Segurança Pública: exploração de música & sossego alheio e venda de bebidas alcoólicas
É bom que você tenha conhecimento também das principais normas que regem alguns aspectos da segurança pública relacionados com restaurantes, bares e lanchonetes.
Música (mecânica ou ao vivo)
Acabamos de falar sobre as obrigações para com a ECAD, Ordem dos Músicos e Sindicato dos Músicos.

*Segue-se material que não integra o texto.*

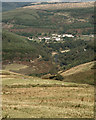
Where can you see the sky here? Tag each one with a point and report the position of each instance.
(45, 0)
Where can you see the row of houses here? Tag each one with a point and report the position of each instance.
(56, 37)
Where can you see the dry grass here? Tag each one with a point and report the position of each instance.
(62, 6)
(79, 68)
(45, 102)
(48, 102)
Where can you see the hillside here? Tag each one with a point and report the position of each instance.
(26, 52)
(62, 6)
(80, 74)
(33, 22)
(24, 94)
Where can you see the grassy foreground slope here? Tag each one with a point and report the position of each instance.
(31, 97)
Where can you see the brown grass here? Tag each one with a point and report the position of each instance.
(62, 5)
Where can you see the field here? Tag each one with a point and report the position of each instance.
(32, 97)
(48, 79)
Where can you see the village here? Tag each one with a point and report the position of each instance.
(53, 37)
(60, 37)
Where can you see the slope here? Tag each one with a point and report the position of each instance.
(80, 74)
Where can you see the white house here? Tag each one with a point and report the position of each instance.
(68, 35)
(57, 39)
(47, 38)
(59, 35)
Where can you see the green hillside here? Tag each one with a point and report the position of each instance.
(23, 48)
(74, 20)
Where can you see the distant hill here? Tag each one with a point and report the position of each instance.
(6, 6)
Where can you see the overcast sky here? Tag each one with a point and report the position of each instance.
(44, 0)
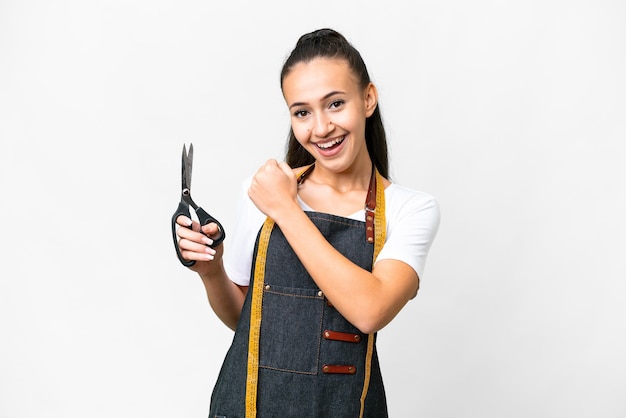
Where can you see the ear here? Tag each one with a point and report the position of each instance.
(371, 99)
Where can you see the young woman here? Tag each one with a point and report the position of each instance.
(325, 251)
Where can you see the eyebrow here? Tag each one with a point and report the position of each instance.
(326, 96)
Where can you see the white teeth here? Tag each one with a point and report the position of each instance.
(331, 143)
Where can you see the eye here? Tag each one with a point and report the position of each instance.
(300, 113)
(336, 104)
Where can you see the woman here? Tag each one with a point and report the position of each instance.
(307, 294)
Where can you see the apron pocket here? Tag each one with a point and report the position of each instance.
(291, 329)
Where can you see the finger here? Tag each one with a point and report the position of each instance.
(212, 230)
(192, 250)
(194, 236)
(182, 220)
(286, 169)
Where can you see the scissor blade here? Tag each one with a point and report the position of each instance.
(189, 165)
(183, 175)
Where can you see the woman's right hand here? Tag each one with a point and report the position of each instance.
(194, 245)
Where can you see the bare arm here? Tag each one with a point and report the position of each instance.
(225, 297)
(369, 300)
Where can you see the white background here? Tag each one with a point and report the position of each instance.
(511, 113)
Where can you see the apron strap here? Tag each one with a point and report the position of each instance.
(375, 225)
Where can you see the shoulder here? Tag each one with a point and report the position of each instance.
(404, 201)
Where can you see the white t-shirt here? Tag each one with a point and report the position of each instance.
(412, 223)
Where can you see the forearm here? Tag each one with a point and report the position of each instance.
(225, 297)
(368, 300)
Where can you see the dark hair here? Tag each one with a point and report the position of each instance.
(327, 43)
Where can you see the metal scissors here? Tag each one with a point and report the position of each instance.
(186, 201)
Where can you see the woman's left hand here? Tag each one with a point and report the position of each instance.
(273, 189)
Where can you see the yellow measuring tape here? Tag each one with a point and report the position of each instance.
(380, 231)
(252, 379)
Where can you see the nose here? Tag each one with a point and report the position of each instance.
(322, 125)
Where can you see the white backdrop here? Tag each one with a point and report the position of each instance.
(511, 113)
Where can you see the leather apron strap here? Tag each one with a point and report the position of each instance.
(375, 233)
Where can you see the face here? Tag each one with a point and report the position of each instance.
(328, 111)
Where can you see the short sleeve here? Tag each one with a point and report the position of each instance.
(239, 247)
(413, 219)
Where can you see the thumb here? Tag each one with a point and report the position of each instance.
(286, 169)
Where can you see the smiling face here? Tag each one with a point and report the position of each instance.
(328, 110)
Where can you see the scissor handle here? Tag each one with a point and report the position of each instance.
(204, 218)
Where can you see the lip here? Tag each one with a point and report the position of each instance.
(333, 149)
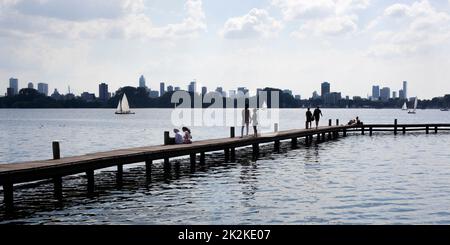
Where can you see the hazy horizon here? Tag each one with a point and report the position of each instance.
(288, 44)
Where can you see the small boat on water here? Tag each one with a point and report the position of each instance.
(404, 108)
(123, 107)
(415, 107)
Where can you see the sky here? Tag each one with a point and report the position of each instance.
(288, 44)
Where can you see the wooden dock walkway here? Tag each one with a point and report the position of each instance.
(56, 168)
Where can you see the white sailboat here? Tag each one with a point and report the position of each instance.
(123, 107)
(415, 107)
(404, 108)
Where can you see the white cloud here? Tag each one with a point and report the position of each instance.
(322, 17)
(94, 19)
(257, 23)
(331, 26)
(406, 29)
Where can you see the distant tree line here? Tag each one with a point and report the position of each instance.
(139, 98)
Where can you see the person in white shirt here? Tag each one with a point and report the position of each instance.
(255, 122)
(178, 137)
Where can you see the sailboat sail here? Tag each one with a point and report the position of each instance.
(415, 104)
(125, 105)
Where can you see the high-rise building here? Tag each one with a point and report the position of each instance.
(153, 94)
(325, 88)
(142, 82)
(401, 94)
(43, 88)
(10, 92)
(375, 92)
(88, 97)
(219, 90)
(405, 89)
(103, 93)
(162, 88)
(243, 92)
(287, 91)
(56, 95)
(192, 88)
(385, 94)
(14, 84)
(315, 95)
(332, 99)
(204, 90)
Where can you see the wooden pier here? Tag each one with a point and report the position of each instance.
(58, 167)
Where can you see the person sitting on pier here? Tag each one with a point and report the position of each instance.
(245, 120)
(358, 122)
(178, 136)
(355, 121)
(309, 118)
(317, 115)
(351, 122)
(187, 139)
(255, 122)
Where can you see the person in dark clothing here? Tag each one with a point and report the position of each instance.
(309, 118)
(317, 114)
(245, 120)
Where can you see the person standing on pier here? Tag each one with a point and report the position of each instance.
(309, 118)
(187, 139)
(255, 122)
(178, 136)
(317, 115)
(245, 119)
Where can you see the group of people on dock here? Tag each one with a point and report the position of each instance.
(313, 116)
(185, 138)
(247, 118)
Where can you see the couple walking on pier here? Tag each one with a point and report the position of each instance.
(313, 117)
(246, 118)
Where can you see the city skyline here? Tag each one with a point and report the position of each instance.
(292, 44)
(325, 90)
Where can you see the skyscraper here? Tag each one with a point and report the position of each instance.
(375, 92)
(204, 90)
(162, 88)
(325, 88)
(242, 92)
(219, 90)
(315, 95)
(401, 94)
(142, 82)
(405, 89)
(103, 93)
(43, 88)
(192, 88)
(385, 94)
(14, 84)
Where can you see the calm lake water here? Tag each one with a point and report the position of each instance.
(383, 179)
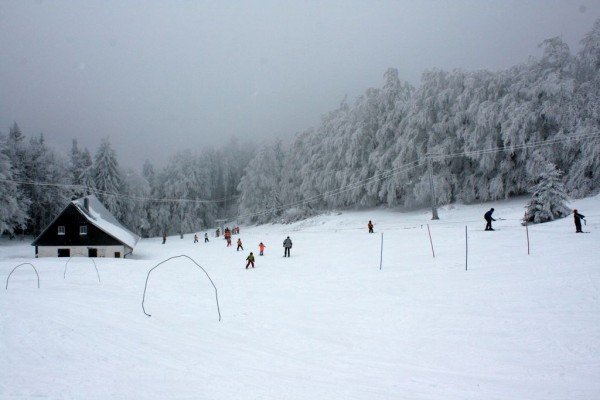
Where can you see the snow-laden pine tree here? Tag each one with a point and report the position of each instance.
(81, 163)
(549, 199)
(107, 177)
(12, 215)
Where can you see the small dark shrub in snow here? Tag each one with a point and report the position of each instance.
(549, 197)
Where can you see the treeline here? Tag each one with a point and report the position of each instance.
(36, 183)
(374, 151)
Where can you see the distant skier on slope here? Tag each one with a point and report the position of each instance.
(250, 260)
(578, 217)
(287, 245)
(488, 218)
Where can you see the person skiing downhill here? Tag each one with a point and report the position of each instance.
(578, 217)
(287, 245)
(488, 218)
(250, 260)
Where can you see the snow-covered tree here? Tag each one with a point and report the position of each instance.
(548, 201)
(107, 177)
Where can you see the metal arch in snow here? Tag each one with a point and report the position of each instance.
(8, 277)
(95, 267)
(198, 265)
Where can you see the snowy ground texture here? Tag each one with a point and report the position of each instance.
(326, 323)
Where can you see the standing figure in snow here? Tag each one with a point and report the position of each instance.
(488, 220)
(578, 217)
(287, 245)
(250, 260)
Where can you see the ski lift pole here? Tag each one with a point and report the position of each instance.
(431, 189)
(381, 254)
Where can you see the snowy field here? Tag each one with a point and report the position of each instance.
(326, 323)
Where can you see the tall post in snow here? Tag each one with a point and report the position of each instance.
(381, 254)
(181, 218)
(431, 189)
(466, 249)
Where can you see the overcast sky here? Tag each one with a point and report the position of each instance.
(160, 76)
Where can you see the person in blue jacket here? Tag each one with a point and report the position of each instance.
(488, 220)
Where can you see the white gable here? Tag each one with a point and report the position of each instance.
(99, 216)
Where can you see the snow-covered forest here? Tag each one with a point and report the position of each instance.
(488, 135)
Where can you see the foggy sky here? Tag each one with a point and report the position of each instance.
(157, 77)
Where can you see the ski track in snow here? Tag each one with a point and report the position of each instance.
(323, 324)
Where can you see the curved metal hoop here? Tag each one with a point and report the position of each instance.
(38, 275)
(89, 258)
(198, 265)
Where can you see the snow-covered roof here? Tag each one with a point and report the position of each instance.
(99, 216)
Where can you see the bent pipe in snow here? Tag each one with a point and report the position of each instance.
(198, 265)
(38, 275)
(97, 274)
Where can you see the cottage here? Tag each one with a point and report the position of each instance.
(85, 228)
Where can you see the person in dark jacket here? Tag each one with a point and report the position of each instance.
(578, 217)
(287, 245)
(250, 260)
(489, 219)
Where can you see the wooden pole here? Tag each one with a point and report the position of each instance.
(430, 241)
(381, 255)
(466, 250)
(527, 233)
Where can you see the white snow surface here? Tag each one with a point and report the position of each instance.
(326, 323)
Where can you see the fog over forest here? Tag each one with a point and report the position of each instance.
(486, 133)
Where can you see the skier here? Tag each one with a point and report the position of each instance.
(287, 245)
(250, 260)
(261, 247)
(489, 219)
(578, 217)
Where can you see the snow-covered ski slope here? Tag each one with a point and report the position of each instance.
(323, 324)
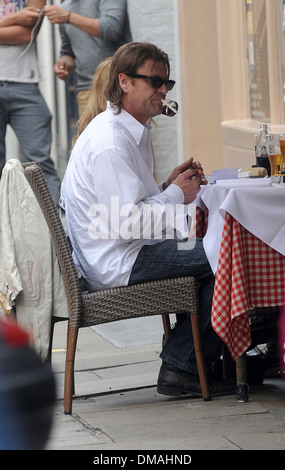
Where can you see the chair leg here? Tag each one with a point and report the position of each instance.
(166, 325)
(241, 373)
(69, 370)
(199, 357)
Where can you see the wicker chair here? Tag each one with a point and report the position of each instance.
(88, 309)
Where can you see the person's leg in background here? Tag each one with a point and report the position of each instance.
(30, 119)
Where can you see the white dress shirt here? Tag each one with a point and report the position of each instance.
(112, 201)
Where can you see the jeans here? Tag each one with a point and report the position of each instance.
(24, 108)
(165, 260)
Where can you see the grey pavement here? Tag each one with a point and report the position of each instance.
(117, 407)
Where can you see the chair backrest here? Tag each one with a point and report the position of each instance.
(37, 181)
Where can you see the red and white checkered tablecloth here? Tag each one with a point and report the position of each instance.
(250, 274)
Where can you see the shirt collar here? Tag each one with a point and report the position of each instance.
(135, 128)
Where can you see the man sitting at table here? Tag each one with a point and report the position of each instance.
(110, 175)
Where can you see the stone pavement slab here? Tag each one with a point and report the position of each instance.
(118, 408)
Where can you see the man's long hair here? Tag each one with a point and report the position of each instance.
(128, 59)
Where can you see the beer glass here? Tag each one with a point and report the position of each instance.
(274, 154)
(282, 148)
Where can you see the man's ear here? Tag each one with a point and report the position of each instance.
(124, 82)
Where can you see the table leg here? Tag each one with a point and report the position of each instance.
(241, 373)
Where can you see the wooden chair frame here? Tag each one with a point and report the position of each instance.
(85, 309)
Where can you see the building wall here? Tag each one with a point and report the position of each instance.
(200, 86)
(156, 22)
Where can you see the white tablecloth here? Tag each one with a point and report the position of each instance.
(255, 204)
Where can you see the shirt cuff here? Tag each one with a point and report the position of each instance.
(174, 193)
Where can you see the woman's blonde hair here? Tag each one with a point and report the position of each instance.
(97, 101)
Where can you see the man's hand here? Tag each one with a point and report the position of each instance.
(189, 164)
(56, 14)
(27, 17)
(64, 66)
(190, 187)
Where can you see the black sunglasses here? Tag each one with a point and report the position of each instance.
(156, 82)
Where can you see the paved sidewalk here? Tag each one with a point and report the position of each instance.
(117, 406)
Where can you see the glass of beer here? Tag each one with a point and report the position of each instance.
(274, 154)
(282, 148)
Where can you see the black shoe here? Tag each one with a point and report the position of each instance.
(177, 382)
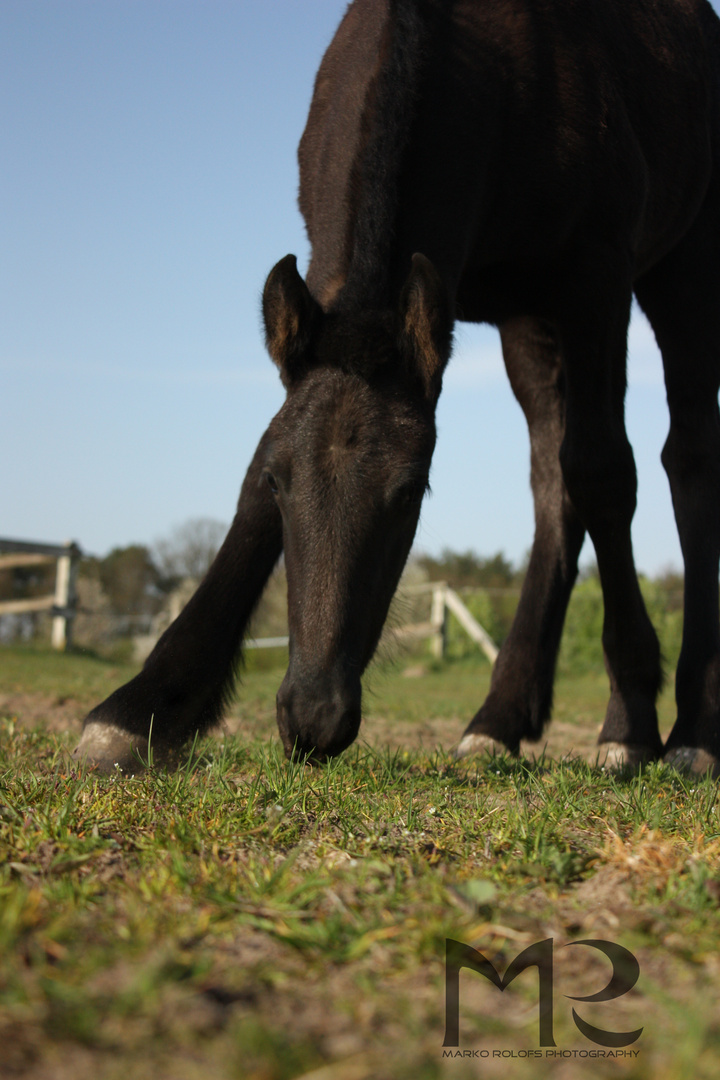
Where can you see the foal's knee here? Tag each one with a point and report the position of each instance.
(601, 481)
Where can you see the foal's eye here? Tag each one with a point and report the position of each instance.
(411, 494)
(272, 483)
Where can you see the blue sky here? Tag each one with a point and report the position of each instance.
(148, 186)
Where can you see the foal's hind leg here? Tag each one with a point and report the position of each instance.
(520, 696)
(681, 297)
(190, 673)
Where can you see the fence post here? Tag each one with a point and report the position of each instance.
(438, 620)
(65, 597)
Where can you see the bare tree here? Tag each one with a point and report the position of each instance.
(189, 550)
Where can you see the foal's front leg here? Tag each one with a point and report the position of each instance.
(189, 675)
(599, 472)
(520, 698)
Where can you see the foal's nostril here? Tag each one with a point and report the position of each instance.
(317, 718)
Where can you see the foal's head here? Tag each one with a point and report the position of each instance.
(348, 461)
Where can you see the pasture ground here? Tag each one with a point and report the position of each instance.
(244, 917)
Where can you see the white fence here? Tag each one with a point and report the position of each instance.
(444, 599)
(62, 604)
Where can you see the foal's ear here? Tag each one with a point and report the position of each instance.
(289, 313)
(426, 323)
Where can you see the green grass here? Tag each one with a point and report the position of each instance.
(246, 917)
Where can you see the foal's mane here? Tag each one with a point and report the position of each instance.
(386, 121)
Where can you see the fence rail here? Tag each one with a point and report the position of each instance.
(444, 599)
(62, 604)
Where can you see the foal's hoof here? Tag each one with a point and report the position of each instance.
(480, 744)
(614, 755)
(694, 760)
(110, 750)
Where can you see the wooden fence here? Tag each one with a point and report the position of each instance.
(62, 604)
(444, 599)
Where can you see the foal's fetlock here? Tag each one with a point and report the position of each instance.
(112, 751)
(481, 744)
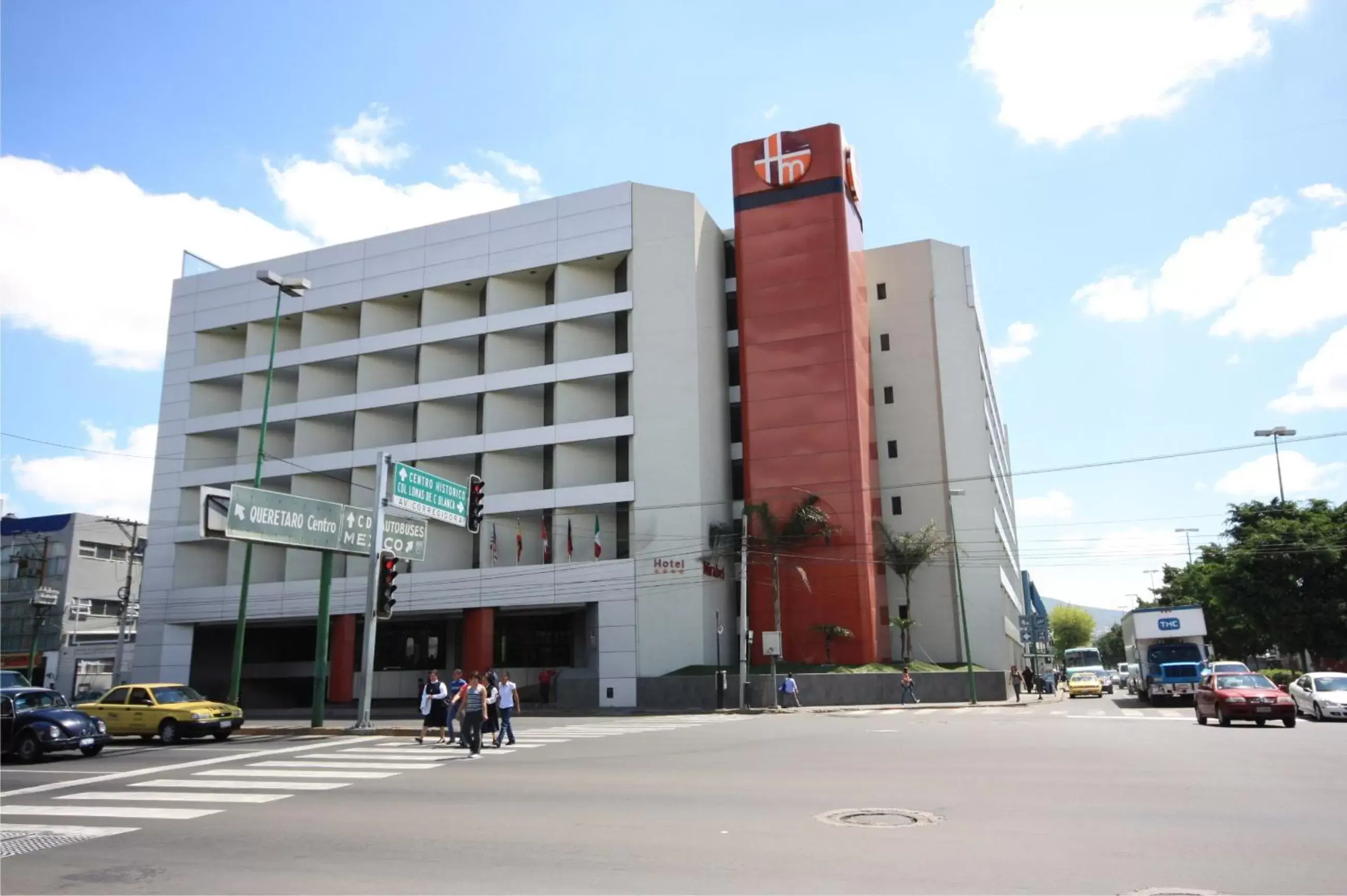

Além dessas obrigações, a exploração de música nos bares, restaurantes e lanchonetes, deverá obedecer às seguintes normas de Segurança Pública, sob pena de interdição do estabelecimento e sanções previstas na Lei de Contravenções Penais:
a) o alvará de funcionamento do estabelecimento comercial deverá conter, expressamente, menção à utilização de música mecânica ou ao vivo;
b) a instalação dos equipamentos de som não poderá ser efetivada em área pública, nem tampouco os alto-falantes poderão ser instalados irradiando para logradouros públicos;
c) os estabelecimentos comerciais deverão estar dotados de proteção acústica para conter a propagação do som;
d) Os níveis sonoros máximos, em ambientes externos aos bares e restaurantes, deverão estar de acordo com a tipologia urbana onde estes estabelecimentos estejam situados, de acordo com os seguintes critérios, válidos para o período compreendido entre 6h e 22h :
I- 45db (decibéis) – quando localizados em área hospitalar;
II- 55 db (decibéis) – quando localizados em área de uso misto, com característica predominantemente residencial;
III- 65 db (decibéis) – quando localizados em área com característica predominantemente comercial;
IV- 70 db (decibéis) – quando localizados em área predominantemente industrial.
Entre 22h e 6h, os limites, em ambiente externo, reduzem-se, respectivamente, para: I- 40 db; II- 45 db ;III- 55 db e IV- 60 db.
*Cleto Mendes da Paixão é contador, especialista em Tecnologia da Informação e gerente da Unidade de Auditoria do Sebrae em Pernambuco.